Liminar anula exoneração de peritos de órgão de combate à tortura
Uma liminar concedida pela 6ª Vara Cível da Justiça Federal do Rio de Janeiro anulou…
Uma liminar concedida pela 6ª Vara Cível da Justiça Federal do Rio de Janeiro anulou parcialmente um decreto assinado em junho pelo presidente da República, Jair Bolsonaro, que exonerou 11 peritos do Mecanismo Nacional de Prevenção e Combate à Tortura (MNPCT). Com a decisão, eles deverão ser reintegrados às suas funções. A decisão é provisória. Procurada pela Agência Brasil, a Advocacia Geral da União (AGU) informou que “ainda não foi intimada da decisão e deverá apresentar o recurso cabível tão logo seja notificada”.
Além da exoneração dos peritos, o decreto havia determinado a transferência do MNPCT do Ministério da Mulher, da Família e dos Direitos Humanos para a Secretaria Especial de Desburocratização, Gestão e Governo Digital do Ministério da Economia. A liminar, assinada na última sexta-feira (9) pelo juiz Osair Victor de Oliveira Junior, também cancela essa mudança.
O MNPCT faz parte do Sistema Nacional de Prevenção e Combate à Tortura, instituído pela Lei Federal 12.847/2013. Os peritos, que devem ser pessoas com notório conhecimento e com formação de nível superior, são escolhidos por uma comissão formada por 23 membros, sendo 11 representantes de órgãos do governo federal e 12 de organizações da sociedade civil, como conselhos profissionais, instituições de pesquisa e movimentos de direitos humanos.

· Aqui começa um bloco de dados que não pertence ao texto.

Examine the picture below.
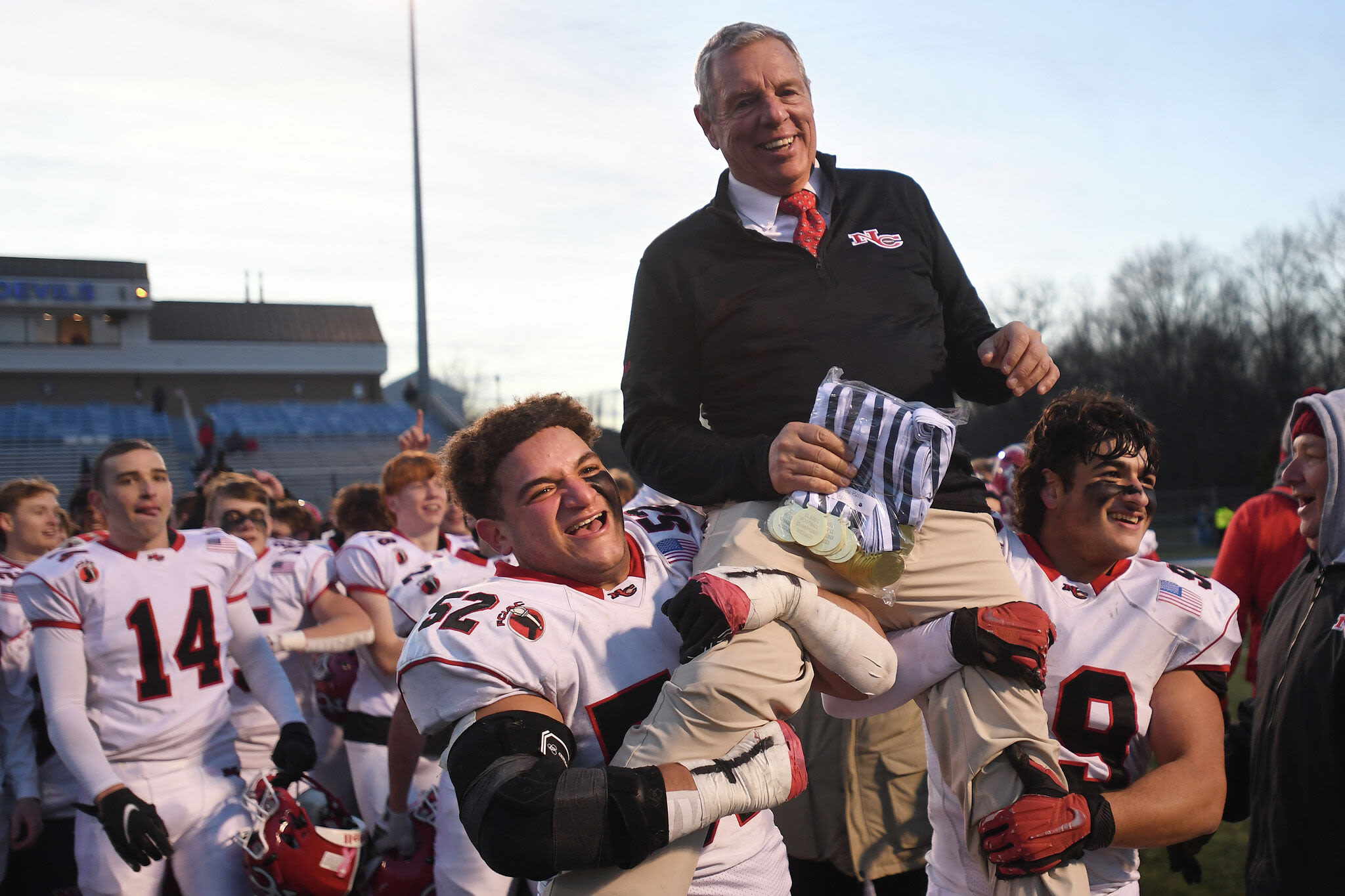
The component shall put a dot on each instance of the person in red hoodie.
(1261, 548)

Uma vez eleitos, de acordo com a lei, eles devem ser nomeados pelo presidente da República para um mandato fixo de três anos. Nesse período, conforme o artigo 8º da Lei Federal 12.847/2013, os peritos só podem ser afastados caso sejam constatados indícios de materialidade e autoria de crime ou de grave violação ao dever funcional.
“Não é difícil concluir a ilegalidade patente do Decreto em tela, uma vez que a destituição dos peritos só poderia se dar nos casos de condenação penal transitada em julgado, ou de processo disciplinar, em conformidade com as Leis nos 8.112, de 11 de dezembro de 1990, e 8.429, de 2 de junho de 1992, o que já legitima o pedido de reintegração dos peritos nos cargos antes ocupados, até que o mandato respectivo se encerre pelo decurso do tempo remanescente”, registra a decisão. O juiz sustentou ainda que as exonerações poderiam acarretar no esvaziamento do órgão, afetando cidadãos em situação de vulnerabilidade.

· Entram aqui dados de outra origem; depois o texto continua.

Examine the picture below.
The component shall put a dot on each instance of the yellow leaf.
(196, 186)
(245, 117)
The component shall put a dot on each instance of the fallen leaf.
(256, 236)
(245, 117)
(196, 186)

A liminar foi concedida atendendo a pedido formulado pela Defensoria Pública da União (DPU), que recebeu ainda o apoio do Ministério Público Federal (MPF).
Compromisso internacional
A criação do MNCPT foi um desdobramento do compromisso internacional assumido pelo Estado brasileiro em 2007, quando o Congresso Nacional ratificou o Protocolo Facultativo à Convenção contra Tortura e Outros Tratamentos ou Penas Cruéis, Desumanos ou Degradantes, aprovado pela Organização das Nações Unidas (ONU). Os peritos têm direito ao acesso às instalações de privação de liberdade, como unidades penitenciárias, hospitais psiquiátricos e abrigos para idosos. Sempre que violações forem constatadas, eles devem elaborar relatórios com recomendações às autoridades competentes.

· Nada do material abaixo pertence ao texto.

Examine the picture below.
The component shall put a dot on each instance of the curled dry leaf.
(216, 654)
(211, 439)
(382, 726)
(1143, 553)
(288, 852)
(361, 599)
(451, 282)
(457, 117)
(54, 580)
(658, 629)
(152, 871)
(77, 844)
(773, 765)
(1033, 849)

“O devido funcionamento do Mecanismo Nacional de Prevenção e Combate à Tortura (MNPCT) vem sendo continuamente apontado como de fundamental importância ao Brasil, país que possui a terceira maior população prisional do mundo, com 726.712 presos, e sobre os quais diversos órgãos internacionais já relataram a existência de tortura e condições desumanas, degradantes e cruéis nos espaços de privação de liberdade”, escreveram no pedido feito à Justiça os defensores públicos Thales Treiger e Eduardo Queiroz.
Segundo eles, o Brasil assumiu compromisso internacional de dispor de todos os recursos necessários para o funcionamento do órgão com independência funcional. Os defensores lembraram ainda que, além de exonerar os 11 peritos, o decreto transformou as funções, até então remuneradas, em voluntárias.
A Justiça Federal atendeu ao pedido para que seja mantida a remuneração. De outra forma, de acordo com a DPU, ficariam limitadas as atividades de inspeção de locais de privação de liberdade. “Ressalta-se que a devida remuneração aos peritos dos mecanismos nacionais de prevenção à tortura figura como uma das recomendações do guia lançado pela ONU em 2018”, escrevem os defensores.